Agreed, not completely on duckdb but we used it for consolidating billing data from 10+ ERP systems and it works, so I see his point. Just to add to his points:
- Integrations are still one of the hardest things in Enterprise IT. Snowflake/Databricks/etc in fact add to the number of systems to integrate, they make this problem worst most of the times
- Governance in a self-service data ecosystem gets complicated fast, especially if you need to stay compliant with data privacy, gdpr, etc.. And amazingly again neither Snowflake nor Databricks solve this. In fact, they make it worst by sucking up budget away from governance initiatives
Connectivity was the hardest part, we had to write Python connectors for a variety of ERP systems. We have a 1 server setup where we run duckdb and Python scripts, we monitor and orchestrate with Prefect but you can use one of the many Python orchestration tools. We load the finished data marts to a MS SQL server and users connect to it via PowerBI or Excel.

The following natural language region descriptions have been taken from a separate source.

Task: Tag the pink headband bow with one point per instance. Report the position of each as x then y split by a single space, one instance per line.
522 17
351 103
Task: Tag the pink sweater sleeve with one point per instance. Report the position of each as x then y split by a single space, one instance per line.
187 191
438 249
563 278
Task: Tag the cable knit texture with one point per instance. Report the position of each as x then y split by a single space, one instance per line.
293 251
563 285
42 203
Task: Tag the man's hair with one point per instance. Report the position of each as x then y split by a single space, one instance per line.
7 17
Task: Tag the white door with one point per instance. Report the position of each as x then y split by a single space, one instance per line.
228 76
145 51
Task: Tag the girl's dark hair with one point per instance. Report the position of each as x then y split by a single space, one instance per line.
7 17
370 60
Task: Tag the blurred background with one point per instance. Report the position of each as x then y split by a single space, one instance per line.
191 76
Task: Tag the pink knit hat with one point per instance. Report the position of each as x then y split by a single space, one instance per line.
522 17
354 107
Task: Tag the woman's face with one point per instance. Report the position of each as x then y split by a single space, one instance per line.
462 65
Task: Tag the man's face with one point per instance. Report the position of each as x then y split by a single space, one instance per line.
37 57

I'm sure DuckDB was used to transform/prepare the data from the ERP extract format to an MSSQL ingestion format.
There are plenty of arguments and reasons why you would use DuckDB to do this esp if you're preparing the data for Analytical/OLAP use-cases.
Perhaps a more relevant question might be why they didn't use DataFactory or some other ETL tool/service. DuckDB is rising the occasion for these kinds of use-cases though.
Let me give you some bullets on DataFactory (DF) because it is a question I get a lot.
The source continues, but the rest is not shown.